The Third Path: Tracks of Fellow Struggler, Part 3
I call this one “the road of gratitude,” and interestingly enough, it is basic to the story of Abraham and Isaac that serves as our text. Years ago, when I first started taking the Bible seriously, this whole episode used to bother me a good deal. What kind of jealous God is it, I wondered, who demands even a man’s child as a sign of devotion? As I moved more deeply into the biblical revelation, however, I came to realize that the point at issue in this event was not that at all. What God was trying to teach Abraham here and throughout his whole experience was the basic understanding that life is gift – pure, simple, sheer gift – and that we here on earth are to relate to it accordingly.
The promise that came originally to Abraham from God was literally “out of the blue.” Just as he had not been in on the creation of the world or his own birth, so Abraham had done nothing to earn the right of having a land of his own or descendents more numerous than the stars. Such a promise came as a pure gift from God. Abraham was called on to receive it, to participate in it fully and joyfully, to handle it with the open hands of gratitude.
And this, of course, was a picture of how man was meant to relate to existence itself. Life, too, is a gift, and it is to be received and participated in and handled with gratitude.
But right here is the problem. God was having to start all over again with Abraham because mankind had lost this view of life and instead had tried to earn life by the ardors of legalism, or to possess it totally as if it belonged to them alone. And all these mistaken relations served only to curdle life and make of it a crushing burden or a prison of anxiety.

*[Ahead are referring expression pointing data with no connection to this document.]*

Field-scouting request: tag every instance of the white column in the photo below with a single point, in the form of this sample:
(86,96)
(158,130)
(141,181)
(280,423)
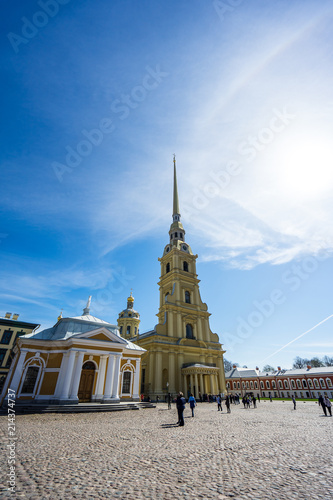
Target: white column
(135,394)
(196,395)
(115,389)
(61,376)
(158,373)
(101,377)
(77,375)
(109,379)
(17,374)
(69,372)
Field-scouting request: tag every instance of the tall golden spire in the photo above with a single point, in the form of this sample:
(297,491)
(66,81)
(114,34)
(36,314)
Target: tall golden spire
(175,188)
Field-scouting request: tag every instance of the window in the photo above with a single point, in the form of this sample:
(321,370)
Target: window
(2,355)
(6,337)
(30,380)
(126,383)
(189,331)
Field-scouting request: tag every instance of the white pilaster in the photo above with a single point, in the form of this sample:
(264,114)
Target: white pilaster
(101,378)
(69,373)
(115,389)
(76,377)
(135,394)
(109,379)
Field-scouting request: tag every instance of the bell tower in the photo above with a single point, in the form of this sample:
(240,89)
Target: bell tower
(182,353)
(129,320)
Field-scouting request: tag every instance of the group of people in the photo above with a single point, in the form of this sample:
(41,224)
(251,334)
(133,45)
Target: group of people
(326,405)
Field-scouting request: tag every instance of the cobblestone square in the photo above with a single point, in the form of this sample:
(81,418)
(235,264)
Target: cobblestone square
(271,452)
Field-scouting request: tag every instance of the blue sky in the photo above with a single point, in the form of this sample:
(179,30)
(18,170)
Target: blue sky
(96,98)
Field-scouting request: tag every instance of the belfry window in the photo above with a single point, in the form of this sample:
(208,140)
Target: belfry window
(30,380)
(189,331)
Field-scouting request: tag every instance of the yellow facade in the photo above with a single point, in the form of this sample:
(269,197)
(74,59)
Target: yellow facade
(183,354)
(10,330)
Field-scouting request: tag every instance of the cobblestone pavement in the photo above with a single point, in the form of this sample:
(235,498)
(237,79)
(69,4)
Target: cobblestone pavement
(271,452)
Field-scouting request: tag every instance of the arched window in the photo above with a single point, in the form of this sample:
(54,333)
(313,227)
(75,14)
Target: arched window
(189,331)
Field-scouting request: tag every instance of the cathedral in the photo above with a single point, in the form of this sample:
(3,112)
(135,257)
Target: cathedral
(182,353)
(83,358)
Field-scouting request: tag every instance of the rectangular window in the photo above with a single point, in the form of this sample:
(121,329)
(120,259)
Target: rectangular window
(6,337)
(126,382)
(30,380)
(3,353)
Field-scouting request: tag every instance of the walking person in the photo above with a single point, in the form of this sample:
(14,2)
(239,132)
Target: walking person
(321,402)
(181,402)
(328,405)
(294,401)
(227,403)
(193,403)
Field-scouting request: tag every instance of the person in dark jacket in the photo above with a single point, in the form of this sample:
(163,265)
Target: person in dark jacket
(193,403)
(322,404)
(181,402)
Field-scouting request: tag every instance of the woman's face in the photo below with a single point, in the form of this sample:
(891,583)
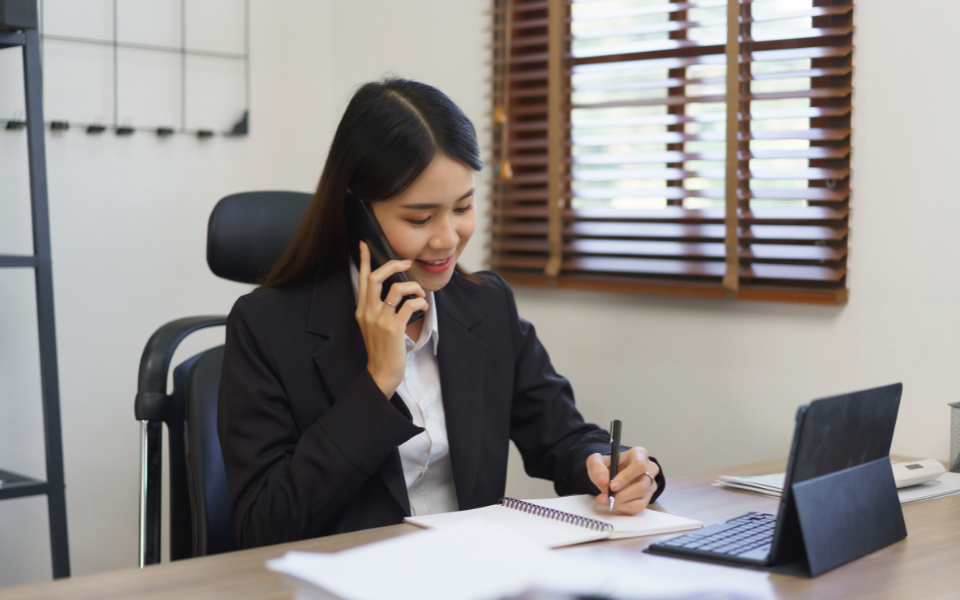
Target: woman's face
(431,222)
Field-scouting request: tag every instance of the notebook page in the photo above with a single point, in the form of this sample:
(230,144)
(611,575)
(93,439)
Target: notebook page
(543,531)
(648,522)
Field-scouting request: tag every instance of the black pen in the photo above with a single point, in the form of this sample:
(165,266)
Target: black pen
(614,457)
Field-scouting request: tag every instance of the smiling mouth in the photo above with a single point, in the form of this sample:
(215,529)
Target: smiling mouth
(435,266)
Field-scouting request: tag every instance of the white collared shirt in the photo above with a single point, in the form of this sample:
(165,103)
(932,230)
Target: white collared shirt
(425,457)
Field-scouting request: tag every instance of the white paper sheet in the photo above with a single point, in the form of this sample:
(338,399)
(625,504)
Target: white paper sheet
(477,561)
(772,485)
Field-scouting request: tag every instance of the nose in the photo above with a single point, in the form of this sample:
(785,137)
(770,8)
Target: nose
(444,236)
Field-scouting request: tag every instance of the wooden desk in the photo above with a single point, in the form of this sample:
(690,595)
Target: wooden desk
(922,566)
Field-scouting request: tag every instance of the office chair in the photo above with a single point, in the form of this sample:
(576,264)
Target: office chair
(246,234)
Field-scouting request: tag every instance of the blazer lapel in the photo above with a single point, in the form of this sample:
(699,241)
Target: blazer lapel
(343,357)
(461,355)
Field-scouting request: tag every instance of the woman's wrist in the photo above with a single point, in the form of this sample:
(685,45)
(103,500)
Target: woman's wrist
(386,384)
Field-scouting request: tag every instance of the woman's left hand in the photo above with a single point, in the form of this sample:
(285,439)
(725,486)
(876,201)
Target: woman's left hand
(634,484)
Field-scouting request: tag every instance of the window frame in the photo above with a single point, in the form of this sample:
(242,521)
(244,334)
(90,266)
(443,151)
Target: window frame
(535,231)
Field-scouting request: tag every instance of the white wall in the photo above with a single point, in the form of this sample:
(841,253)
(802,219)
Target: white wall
(701,383)
(128,224)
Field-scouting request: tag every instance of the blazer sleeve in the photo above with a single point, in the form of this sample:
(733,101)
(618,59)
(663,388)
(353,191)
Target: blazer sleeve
(546,426)
(280,479)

The whole point in the Abraham saga lies in God’s effort to restore men to the right vision of life and a right relationship to it. Only when life is seen as a gift and received with the open hands of gratitude is it the joy that God meant for it to be. And these were the truths God was seeking to emphasize as he waited so long to send Isaac and then asked for him back. Did Abraham realize that all was gift, and not something to be earned or to be possessed, but received, participated in, held freely in gratefulness?
This is the most helpful perspective I have found in the last weeks. And of all the roads to travel, it offers the best promise of being a way out.
Here, in a nutshell, is what it means to understand something as a gift and to handle it with gratitude, a perspective biblical religion puts around all of life. And I am here to testify that this is the only way down from the Mountain of Loss. I do not mean to say that such a perspective makes things easy, for it does not. But at least it makes things bearable when I remember that Laura Lue was a gift, pure and simple, something I neither earned nor deserved nor had a right to. And when I remember that the appropriate response to a gift, even when it is taken away, is gratitude, then I am better able to try and thank God that I was ever given her in the first place.
Even though it is very hard, I am doing my best to learn this discipline now. Everywhere I turn I am surrounded by reminders of her – things we did together, things she said, things she loved. And in the presence of the reminders, I have two alternatives: dwelling on the fact that she has been taken away, I can dissolve in remorse that she is gone forever; or, focusing on the wonder that she was given to us at all, I can learn to be grateful that we shared life, even for an all-too-short ten years. Only three choices, and believe me, the only way out is the way of gratitude. The way or remorse does not alter the stark reality one whit and only makes matters worse. The way of gratitude does not alleviate the pain, but it somehow puts some light around the darkness and builds strength to begin to move on.
Now, having gone full circle, I come back to caution you not to look on me this morning as any authority on how to conquer grief. Rather, I need you to help me on down the way, and this is how: do not counsel me not to question, and do not attempt to give me any total answer. Neither one of those ways works for me. The greatest thing you can do is to remind me that life is a gift – every last particle of it, and that the way to handle a gift is to be grateful. You can really help me if you will never let me forget this fact, just as I hope maybe I may have helped this morning by reminding you of the same thing. As I see it now, there is only one way out of this darkness – the way of gratitude. Will you join me in trying to learn how to travel this way?